In this way, attempts to slow down or reverse excessive and unsustainable population growth and halt new settlements through the planning process are doomed. Indeed, local ‘consultations’ merely provide a veneer of legitimacy for centrally imposed targets and serve to soak up the energy of campaigners who are left squabbling over where to put the deck chairs as the Titanic serenely steams onwards, ever onwards. The ‘National’ Planning Policy Framework, or the massive cuts in local government funding in Cornwall, or the external control of European grant money, are all part of the apparatus of central power. To begin to bring decision-making closer to people and communities in Cornwall, and ultimately move towards a time when we decide in Cornwall rather then let them decide for us in London, some measure of devolution might be a good idea.
Devolution is now flavour of the month as the old parties run scared of the SNP. Even versions of federalism are taken out of the box, dusted down and timidly given an airing.

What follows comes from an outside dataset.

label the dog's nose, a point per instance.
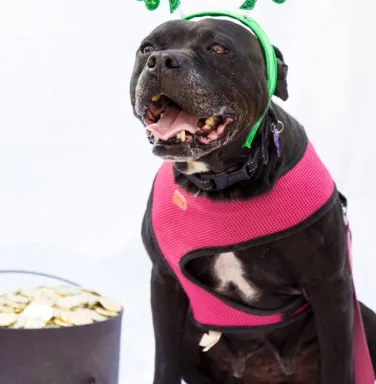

But while devolution is now admitted into polite company, devolution to Cornwall is another matter entirely and must wait, begging bowl in hand, meekly standing at the kitchen door.
The Tories, committed to new tax and spend powers for Scotland and Wales (and to the Barnett formula) declare proudly that England, Scotland, Wales and Northern Ireland (spot the missing nation) make up ‘the greatest union of nations the world has ever seen’. While this belongs on the shelf marked ‘Typical Tory hyperbole’, it’s significant that Cornwall is missing. For when it comes to practical suggestions outside Scotland and Wales, the Tories get all tongue-tied. There’ll be no devolution to English regions either and Tory ‘devolution’ in practice seems to amount to letting ‘local people have more say on local planning’. Given their record in this area over the last five years, when they’ve allowed local people precious little say while giving bucketfuls to their developer chums, this of course entirely lacks credibility.
Labour’s promises on Scotland and Wales are almost identical. Though they add the possibility of English city and county regions, but only in order, it appears, ‘to drive economic growth and prosperity’. As they don’t mention Cornwall either, it’s unclear whether this leaves the kitchen door ajar for us or whether the Cornish pussy-cat is set to drown in an imposed top-down Devonwall functional region. Locally, Labour candidates treat the Cornish Assembly with contempt, which is a bit odd, or stupid, as the polling evidence indicates Labour voters are quite keen on a Cornish Assembly.
As, even more incredibly, are Ukip voters. But Ukip will have no truck with devolution, regarded as an unholy EU plot to dismember the UK. In fact, they’d get rid of the Barnett formula and see off those pesky Scots wildlings once and for all.
The Lib Dems are a lot more forthcoming, harking back to the days of Gladstone and home rule all round. They curiously claim that in government they’ve ‘devolved power to councils and communities’. This must be as in devolving the power to starve, as they mysteriously omit to mention the swingeing cuts in council budgets they’ve also made as local government took the brunt of the failed 2010-12 austerity experiment. But sound the trumpets and praise the Lord, they’re promising devolution ‘for example’ to a Cornish Assembly. Except that it turns out it isn’t a Cornish Assembly; it’s devolution to the discredited Cornwall Council. This would be a mega-disaster for the cause of Cornish devolution on a par with the Lib Dem driven imposition of this unfit for purpose institution in the first place. The sad old Liberal Democrats are either having a laugh or still clearly fail to understand the words ‘Cornish Assembly’, confusing them with with ‘Cornwall Council’.
The Greens explicitly want to create an Assembly for Cornwall, with similar powers to the Welsh Assembly. MK goes further, proposing a National Assembly with powers at least equal to the Scottish Parliament in 1998. Curiously, the Con/Lab/Libs sagely tell us that voting for MK would be a wasted vote. But then, they used to say that about the SNP not so long ago.